XXXIX. Prayer of a Pious Israelite in Distress.

Psalms 39:3. The poet, afflicted though he is, is silent in presence of the wicked, lest they should impugn or ridicule God's righteous government of the world. But silence is unendurable.

Psalms 39:1. Read, I will set a muzzle on my mouth (LXX).

Psalms 39:2. The LXX suggests a better text: I am bowed down with misery, I am far from welfare.

Psalms 39:4. The Psalmist begs God to teach him how brief, uncertain, and vain life is.

Psalms 39:5. Read, Surely every man standing firm is vanity (cf. mg.). But the text is evidently corrupt.

Psalms 39:7. The Psalmist, repeating his former complaints, prays for pardon and delivery.

Psalms 39:11. like a moth: cf.
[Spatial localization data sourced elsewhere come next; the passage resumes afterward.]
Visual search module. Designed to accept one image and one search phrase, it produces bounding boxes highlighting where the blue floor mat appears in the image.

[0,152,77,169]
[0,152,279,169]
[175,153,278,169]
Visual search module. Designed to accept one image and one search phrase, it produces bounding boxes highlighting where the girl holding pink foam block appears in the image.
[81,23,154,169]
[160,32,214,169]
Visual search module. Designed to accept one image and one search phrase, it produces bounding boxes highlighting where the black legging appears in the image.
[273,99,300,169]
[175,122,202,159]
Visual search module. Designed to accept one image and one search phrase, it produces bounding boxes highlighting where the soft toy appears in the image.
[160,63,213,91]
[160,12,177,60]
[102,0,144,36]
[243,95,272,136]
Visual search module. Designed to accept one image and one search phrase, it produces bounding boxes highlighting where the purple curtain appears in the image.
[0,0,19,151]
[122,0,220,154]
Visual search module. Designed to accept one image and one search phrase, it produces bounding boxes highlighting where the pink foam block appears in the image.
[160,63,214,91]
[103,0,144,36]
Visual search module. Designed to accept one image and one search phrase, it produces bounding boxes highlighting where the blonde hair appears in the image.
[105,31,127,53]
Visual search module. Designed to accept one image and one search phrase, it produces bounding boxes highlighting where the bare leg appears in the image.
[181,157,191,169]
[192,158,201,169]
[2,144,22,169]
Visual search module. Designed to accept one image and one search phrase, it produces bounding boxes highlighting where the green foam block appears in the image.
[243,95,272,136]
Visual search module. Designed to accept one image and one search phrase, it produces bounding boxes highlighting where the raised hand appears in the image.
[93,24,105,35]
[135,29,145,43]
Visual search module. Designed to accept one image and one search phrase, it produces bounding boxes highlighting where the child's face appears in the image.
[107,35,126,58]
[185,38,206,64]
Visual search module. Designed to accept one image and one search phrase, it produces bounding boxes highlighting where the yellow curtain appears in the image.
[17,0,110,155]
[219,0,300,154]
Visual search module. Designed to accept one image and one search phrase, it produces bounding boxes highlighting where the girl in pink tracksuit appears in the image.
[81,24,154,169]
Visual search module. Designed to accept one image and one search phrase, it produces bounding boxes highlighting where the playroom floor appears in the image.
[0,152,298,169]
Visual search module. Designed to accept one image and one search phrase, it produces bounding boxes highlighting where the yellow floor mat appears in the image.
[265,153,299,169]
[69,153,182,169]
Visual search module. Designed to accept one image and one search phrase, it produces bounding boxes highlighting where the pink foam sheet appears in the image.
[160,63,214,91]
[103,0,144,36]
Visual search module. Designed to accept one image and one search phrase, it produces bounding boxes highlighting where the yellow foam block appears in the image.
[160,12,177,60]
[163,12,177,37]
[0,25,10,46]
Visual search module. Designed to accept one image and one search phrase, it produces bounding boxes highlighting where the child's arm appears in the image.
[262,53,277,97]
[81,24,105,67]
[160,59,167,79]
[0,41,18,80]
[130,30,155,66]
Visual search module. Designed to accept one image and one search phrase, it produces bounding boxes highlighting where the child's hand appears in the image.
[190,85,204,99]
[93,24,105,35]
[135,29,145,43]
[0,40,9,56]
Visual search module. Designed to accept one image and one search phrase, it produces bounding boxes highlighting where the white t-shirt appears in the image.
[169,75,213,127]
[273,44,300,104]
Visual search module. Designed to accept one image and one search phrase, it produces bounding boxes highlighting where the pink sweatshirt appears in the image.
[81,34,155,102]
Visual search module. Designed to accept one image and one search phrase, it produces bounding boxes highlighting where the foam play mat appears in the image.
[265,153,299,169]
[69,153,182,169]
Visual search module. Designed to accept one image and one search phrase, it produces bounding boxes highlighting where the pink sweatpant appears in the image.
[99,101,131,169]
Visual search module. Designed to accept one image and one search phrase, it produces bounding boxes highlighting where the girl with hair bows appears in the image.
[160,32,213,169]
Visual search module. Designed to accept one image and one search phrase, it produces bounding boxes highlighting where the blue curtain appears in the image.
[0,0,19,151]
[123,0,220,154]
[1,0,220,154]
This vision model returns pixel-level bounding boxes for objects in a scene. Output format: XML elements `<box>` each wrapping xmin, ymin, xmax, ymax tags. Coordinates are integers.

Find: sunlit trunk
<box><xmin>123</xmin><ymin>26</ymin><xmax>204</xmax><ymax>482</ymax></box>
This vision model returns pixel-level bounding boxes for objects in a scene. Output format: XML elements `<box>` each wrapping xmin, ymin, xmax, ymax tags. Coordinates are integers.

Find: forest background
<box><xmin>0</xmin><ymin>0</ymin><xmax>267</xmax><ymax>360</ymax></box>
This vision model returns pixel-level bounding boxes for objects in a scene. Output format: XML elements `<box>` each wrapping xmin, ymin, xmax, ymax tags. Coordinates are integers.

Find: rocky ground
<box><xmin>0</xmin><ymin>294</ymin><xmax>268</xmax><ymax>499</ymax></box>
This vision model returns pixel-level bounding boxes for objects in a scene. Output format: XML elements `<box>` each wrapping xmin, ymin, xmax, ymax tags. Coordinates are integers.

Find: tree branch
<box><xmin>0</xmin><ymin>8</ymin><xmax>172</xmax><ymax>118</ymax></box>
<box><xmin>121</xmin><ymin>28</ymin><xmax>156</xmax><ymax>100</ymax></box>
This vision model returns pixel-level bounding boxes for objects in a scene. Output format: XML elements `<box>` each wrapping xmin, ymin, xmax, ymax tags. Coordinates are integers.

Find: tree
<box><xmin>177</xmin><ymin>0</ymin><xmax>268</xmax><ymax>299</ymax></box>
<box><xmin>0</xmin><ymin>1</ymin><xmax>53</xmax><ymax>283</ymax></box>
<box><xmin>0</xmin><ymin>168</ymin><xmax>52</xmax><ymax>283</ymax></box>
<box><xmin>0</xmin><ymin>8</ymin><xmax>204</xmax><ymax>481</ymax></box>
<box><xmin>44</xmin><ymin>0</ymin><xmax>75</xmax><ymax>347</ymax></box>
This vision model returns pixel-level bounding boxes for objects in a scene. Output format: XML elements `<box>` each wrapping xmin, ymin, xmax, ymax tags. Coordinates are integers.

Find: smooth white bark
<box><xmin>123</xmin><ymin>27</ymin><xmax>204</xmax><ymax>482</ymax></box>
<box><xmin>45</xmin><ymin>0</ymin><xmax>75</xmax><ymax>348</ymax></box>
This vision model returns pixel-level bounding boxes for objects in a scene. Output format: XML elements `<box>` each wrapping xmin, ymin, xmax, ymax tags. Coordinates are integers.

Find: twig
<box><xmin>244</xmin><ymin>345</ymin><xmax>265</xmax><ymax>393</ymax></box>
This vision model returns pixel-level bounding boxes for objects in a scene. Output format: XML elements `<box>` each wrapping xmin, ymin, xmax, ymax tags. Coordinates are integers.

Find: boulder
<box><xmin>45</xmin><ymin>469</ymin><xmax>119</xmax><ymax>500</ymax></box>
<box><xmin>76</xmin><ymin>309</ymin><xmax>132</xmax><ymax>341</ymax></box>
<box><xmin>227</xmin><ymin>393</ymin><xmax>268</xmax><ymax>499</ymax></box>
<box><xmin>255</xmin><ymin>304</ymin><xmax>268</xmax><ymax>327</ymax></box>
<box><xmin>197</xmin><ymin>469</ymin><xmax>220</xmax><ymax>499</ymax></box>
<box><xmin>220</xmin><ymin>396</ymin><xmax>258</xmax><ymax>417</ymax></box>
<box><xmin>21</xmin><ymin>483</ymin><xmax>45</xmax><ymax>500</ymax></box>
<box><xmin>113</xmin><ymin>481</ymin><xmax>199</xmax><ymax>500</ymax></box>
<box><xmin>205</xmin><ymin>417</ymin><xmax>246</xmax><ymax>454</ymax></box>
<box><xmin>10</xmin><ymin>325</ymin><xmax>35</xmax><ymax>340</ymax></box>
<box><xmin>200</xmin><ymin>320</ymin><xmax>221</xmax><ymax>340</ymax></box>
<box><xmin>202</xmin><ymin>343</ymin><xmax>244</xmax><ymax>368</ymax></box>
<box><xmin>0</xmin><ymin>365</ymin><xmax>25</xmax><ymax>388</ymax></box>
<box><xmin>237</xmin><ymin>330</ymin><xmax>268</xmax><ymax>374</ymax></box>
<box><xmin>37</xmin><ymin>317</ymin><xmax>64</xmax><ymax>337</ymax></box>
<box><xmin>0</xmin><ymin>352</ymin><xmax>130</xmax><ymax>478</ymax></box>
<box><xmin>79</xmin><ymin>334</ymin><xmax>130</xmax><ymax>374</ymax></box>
Job 4:19.

Psalms 39:12. The Psalmist is a stranger and settler; he is therefore under the Divine protection and is entitled to claim it.

It has been maintained by Duhm that in this Ps. the author had the idea of conscious and personal immortality before him. He longs to know whether his life, or at least his full conscious life, is to cease with death, and asks God to teach him this mystery. Let me know whether I shall cease to be (Psalms 39:4 emended). But there is no clear indication that the Psalmist had any such question in his mind. The same scholar puts aside Psalms 39:8; Psalms 39:10; Psalms 39:12 f. as no part of the original poem. They are, no doubt, inconsistent with the rest of the Ps., as Duhm interprets it. In these the poet is busy not with thoughts of life after death, but with external adversity, and Psalms 39:13 takes for granted that death ends all. If we accept Duhm's interpretation, Psalms 39 would be one of the most interesting in the Psalter, because it would, in a very striking manner, prepare the way for belief in the immortality of the righteous. But Duhm's reasons are very precarious, and can be read into the Ps. only by the help of emendation. Surely if the question of immortality had occasioned the poet's perplexity, he would have expressed himself more clearly.